AIDSWEEKLY Plus; Monday, July 27 & August 3, 1998
Daniel J. DeNoon, Senior Editor


They say it's a counseling plan, not a drug plan.

San Francisco health authorities say they will forge ahead with a controversial study that provides antiretroviral drugs to people who think they may have been exposed to HIV.

The trial program, known as post-exposure prophylaxis (PEP), is aimed at people who have had unsafe sex or needle-sharing with an HIV infected partner. Although the program provides anti-HIV drugs, it is intended as a risk reduction program and not as a medical intervention.

"If we get people in who are very scared after a high-risk exposure, this is a very good opportunity for counseling interventions," said J.D. Bamberger of the San Francisco Department of Public Health. "Our PEP program is not a drug program, it's a counseling program."

Not everyone agrees. The San Francisco media has referred to PEP as a morning-after treatment.

"It's not a morning-after pill, it's 28 days of toxic medication," Bamberger complained.

Typical of the type of criticism the plan has engendered was a comment by David Ostrow of the University of Chicago.

"You say you're going to do a counselling program, but you're only advertising for your study," he said.

Bamberger showed advertisements the health department plans to put on city buses. The ad prototypes feature a partially nude same-sex couple and the copy reads "Oh shit. The condom broke. There's a treatment that might protect against HIV, but you have to call right away. You only have 72 hours to start."

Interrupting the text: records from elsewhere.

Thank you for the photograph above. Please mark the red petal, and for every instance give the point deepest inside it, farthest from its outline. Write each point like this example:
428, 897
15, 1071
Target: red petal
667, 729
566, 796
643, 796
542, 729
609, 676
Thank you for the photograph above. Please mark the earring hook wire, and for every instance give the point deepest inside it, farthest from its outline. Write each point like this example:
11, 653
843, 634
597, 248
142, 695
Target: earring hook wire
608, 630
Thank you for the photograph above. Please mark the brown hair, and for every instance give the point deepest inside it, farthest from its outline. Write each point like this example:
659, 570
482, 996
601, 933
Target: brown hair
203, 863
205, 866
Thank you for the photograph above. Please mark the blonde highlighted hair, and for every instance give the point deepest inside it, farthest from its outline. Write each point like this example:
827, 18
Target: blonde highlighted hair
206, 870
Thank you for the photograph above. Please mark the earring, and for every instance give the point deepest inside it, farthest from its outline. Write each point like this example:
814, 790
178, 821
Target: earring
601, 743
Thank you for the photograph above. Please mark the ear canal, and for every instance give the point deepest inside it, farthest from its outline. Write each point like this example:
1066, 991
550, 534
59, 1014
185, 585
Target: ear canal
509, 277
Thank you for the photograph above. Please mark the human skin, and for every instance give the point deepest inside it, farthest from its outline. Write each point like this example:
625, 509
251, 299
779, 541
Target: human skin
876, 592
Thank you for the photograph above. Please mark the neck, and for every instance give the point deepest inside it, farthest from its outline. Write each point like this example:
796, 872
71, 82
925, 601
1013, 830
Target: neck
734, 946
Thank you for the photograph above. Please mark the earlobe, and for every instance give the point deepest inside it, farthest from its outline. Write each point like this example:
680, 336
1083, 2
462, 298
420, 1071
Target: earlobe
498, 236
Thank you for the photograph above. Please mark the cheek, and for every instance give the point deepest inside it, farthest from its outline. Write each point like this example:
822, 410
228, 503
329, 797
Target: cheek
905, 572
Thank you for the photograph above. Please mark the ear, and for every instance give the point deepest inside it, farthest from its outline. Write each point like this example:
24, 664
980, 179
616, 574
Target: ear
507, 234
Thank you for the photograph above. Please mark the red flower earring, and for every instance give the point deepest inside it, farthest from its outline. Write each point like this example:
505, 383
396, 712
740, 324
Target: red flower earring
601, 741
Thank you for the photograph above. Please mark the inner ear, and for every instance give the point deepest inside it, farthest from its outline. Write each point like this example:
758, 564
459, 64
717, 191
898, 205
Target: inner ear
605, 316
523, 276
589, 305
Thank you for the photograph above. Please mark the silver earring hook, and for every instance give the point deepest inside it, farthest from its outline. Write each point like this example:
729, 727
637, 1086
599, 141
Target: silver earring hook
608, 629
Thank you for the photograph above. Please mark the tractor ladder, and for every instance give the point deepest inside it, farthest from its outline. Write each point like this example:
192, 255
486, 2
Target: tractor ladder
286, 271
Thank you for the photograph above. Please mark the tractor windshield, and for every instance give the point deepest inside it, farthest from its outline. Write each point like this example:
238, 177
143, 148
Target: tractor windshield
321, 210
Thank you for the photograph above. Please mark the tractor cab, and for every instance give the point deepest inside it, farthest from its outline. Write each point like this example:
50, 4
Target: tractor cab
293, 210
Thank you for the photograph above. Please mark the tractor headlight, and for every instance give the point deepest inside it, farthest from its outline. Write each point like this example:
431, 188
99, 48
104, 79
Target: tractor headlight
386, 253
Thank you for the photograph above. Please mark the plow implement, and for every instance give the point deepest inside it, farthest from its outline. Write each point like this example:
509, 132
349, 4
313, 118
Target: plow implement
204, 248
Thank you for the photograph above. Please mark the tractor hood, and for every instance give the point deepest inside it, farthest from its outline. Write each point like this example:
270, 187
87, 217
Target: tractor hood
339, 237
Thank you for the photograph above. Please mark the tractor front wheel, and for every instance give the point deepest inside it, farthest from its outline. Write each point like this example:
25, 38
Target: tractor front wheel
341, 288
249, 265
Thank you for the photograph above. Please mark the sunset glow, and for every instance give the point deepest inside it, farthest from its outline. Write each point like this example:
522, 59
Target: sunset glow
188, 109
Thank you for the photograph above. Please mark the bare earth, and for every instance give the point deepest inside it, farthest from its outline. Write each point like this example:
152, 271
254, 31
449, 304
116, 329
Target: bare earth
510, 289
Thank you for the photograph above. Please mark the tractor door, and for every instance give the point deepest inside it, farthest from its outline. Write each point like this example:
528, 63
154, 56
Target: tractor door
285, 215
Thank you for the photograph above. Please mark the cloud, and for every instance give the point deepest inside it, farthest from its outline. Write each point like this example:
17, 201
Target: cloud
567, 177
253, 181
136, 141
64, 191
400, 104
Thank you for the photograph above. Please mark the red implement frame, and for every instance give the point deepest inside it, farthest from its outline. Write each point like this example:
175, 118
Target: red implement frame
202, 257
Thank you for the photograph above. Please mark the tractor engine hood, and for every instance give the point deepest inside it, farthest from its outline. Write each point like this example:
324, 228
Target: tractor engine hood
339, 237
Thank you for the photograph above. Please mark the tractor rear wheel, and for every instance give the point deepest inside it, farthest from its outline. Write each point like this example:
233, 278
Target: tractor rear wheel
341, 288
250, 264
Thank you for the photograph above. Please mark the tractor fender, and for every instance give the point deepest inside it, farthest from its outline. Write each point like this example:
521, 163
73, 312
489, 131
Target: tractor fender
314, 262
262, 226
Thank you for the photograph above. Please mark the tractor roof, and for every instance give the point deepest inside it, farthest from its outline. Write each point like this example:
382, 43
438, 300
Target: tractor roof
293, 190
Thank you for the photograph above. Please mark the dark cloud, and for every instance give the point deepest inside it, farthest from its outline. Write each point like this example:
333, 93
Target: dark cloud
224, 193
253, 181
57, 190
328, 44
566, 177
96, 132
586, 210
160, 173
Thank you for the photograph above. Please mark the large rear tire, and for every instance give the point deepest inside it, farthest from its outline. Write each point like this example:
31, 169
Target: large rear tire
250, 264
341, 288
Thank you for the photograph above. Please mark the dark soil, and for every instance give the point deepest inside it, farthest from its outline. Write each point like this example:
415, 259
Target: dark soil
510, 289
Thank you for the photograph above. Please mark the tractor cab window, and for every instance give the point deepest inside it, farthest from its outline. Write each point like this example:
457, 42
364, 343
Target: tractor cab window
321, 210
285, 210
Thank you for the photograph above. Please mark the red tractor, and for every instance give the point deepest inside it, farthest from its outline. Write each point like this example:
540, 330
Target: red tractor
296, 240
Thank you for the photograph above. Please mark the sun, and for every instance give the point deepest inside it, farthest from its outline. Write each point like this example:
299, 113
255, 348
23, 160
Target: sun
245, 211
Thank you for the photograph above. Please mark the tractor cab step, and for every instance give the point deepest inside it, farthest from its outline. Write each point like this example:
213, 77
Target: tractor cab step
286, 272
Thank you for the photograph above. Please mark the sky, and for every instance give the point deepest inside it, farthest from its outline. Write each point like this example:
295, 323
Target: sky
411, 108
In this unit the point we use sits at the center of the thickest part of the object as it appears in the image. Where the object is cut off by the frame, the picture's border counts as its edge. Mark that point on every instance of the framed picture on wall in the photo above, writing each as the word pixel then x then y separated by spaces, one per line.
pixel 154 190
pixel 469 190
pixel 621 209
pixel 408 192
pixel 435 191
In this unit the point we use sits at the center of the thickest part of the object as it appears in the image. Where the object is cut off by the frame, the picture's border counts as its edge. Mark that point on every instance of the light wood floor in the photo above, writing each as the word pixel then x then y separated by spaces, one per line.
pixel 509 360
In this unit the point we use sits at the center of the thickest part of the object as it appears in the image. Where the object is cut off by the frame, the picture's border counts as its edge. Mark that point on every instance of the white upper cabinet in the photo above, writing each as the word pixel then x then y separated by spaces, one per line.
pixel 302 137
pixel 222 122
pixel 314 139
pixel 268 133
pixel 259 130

The PEP/counseling plan is the creation of esteemed HIV behavioral researcher Thomas Coates and colleagues at the University of California, San Francisco. To get the anti-HIV drugs, study participants must attend intensive counselling sessions on safe sex. They must attend at least three times to get the full course of medication.

Critics of the plan say that the ads will be misunderstood as offering a sure way to prevent HIV with drugs. They see it as undermining more than a decade of safe-sex education.

But Bamberger defended the plan as a possibly powerful means to teach safe behavior to people who may require intervention. Still, he expressed his own doubts.

"Are we praying at the church of medication?" he asked. "We know what works for prevention: condoms work, safe sex works, clean needles work. Are we now going to be using medication?"

He suggested that it would be unethical to refuse medication to an HIV exposed person, but that the ethical obligation extended to providing behavioral intervention as well.